I can’t give you a LIV Golf inflation figure because there’s really nothing to compare it to from 2001.

In its original year, the Dunhill cash was considered massive.

Lawrie’s winning cheque of $816,000 in 2001 was more than double what he won for his Open title two years previously (Ryan Fox won the exact same $816,000 for his win on Sunday).

The Open “caught up” and passed the Dunhill money as quickly as 2002. The prize fund for the 150th Open at St Andrews this year was a whopping $14 million. That only made it fourth out of four in the majors in payout.

Of course, the millions from the Saudi regime’s sovereign investment fund pouring into LIV this year have skewed the money market in golf beyond measure.

So much so that the Dunhill, which seemed ridiculously lavish 20 years ago, looks downright modest now.

So we have the almost ludicrous situation that we can, quite properly, regard the multi-millionaires of golf playing with their families or the mega-successful millionaires of the business and entertainment world as almost life-affirming.

The real meaning of golf?

Matt Fitzpatrick playing with his Mum and Rory McIlroy with his Dad last week, for example. Enthusiastic celebs like Bill Murray or Piers Morgan and the swathe of sports stars, CEOs, financiers and the like battling through Friday’s driving rain and wind for the pure love of game. The heart bursts.

“This is golf” we heard from all and sundry. Not all that awkward stuff we’ve been arguing about all year.

“The professional game is such a small part of the game of golf.” said Rory. “Golf is so much bigger than all of us and I think people miss that.

“It’s a pure form of the game, playing with your father. Sort of reminding myself where I started and playing at the golf club with him, all that sort of stuff. That’s the real nice thing about this week.”

Absolutely right, of course. I do like Rory as a person, and I think he actually has a decent sense of perspective about these things. I’m not having a go at him personally.

But you can’t ignore that he’s just off winning the almost unthinkable figure of $18m in one event at the end of August.

And that in what will probably be historically considered, after his failure to win The Open in July, a year of disappointment.

It’s a minimum wage, effectively

Meanwhile, the PGA Tour is in full swing again.

For the first time, as part of the expanded financial package drawn up in response to LIV, they’re paying a flat fee of $500,000 to all card holders for the current season.

This is a safety net. It will be subtracted from future earnings, but each card holder knows that it’s a baseline for his day job. If things go less than well, he’s not going to be struggling.

Just think about it. Half a million dollars. That’s the BASELINE. The minimum wage, effectively.

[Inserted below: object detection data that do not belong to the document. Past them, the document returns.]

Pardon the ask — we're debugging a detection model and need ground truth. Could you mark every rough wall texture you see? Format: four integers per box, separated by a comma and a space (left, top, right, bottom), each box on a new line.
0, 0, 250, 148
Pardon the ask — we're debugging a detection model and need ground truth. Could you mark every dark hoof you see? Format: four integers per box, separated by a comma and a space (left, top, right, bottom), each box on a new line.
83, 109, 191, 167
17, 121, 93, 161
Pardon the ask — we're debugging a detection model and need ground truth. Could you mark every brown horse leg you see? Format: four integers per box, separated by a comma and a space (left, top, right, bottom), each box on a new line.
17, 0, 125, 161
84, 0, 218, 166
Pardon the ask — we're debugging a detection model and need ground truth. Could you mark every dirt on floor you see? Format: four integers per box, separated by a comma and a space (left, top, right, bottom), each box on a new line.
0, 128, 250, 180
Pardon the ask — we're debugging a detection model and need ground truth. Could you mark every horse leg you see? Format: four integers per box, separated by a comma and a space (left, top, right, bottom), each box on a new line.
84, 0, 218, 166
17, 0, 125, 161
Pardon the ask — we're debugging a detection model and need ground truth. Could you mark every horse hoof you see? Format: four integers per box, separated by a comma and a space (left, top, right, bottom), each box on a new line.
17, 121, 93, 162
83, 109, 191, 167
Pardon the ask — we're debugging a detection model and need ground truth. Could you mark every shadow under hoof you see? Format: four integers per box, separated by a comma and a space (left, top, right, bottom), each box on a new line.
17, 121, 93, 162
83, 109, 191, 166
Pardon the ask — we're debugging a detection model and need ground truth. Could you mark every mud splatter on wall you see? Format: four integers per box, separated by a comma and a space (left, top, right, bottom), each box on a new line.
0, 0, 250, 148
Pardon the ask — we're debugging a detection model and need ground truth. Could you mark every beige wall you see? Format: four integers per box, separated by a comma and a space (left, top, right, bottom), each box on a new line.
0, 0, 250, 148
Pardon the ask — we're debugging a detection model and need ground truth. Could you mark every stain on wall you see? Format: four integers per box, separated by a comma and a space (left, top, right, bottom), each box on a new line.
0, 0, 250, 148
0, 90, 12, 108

It’s far more money than most ordinary people will spend in their lifetimes.

I generally do not begrudge golfers – or any other sport stars, really – the vast amounts paid to them. They’re in the entertainment business, and millions are entertained.

The demand sets the level of remuneration, we’re told. But does it, really?

Are they really worth all of this?

Golf’s explosion in money in 2022 has been entirely driven by the elite players’ demands of what they feel they are entitled to. What exactly are we, the consumer, getting back in return?

Were the elite players really underpaid before? Is the sport better, is it more entertaining, the characters more engaging than they were 20 years ago?

To the extent that it really justifies paying out two, three or more times more than it did then? In LIV or the ‘established’ game?

Are the golfing public, the 99 per cent of the game that play the game and buy the equipment and use the sponsor product and pay for the tickets and buy the TV subscriptions that pay for all this, actually getting their money’s worth now?

Can anyone really argue that the answer to any of those questions is yes?

So ludicrous as it may sound, as it still represents a lifestyle that is beyond most people’s measure, the Dunhill has actually become a place of perspective in this age of modern golf.

It’s worth exactly the same as it was 20 years ago. And you feel it’s a realistic price.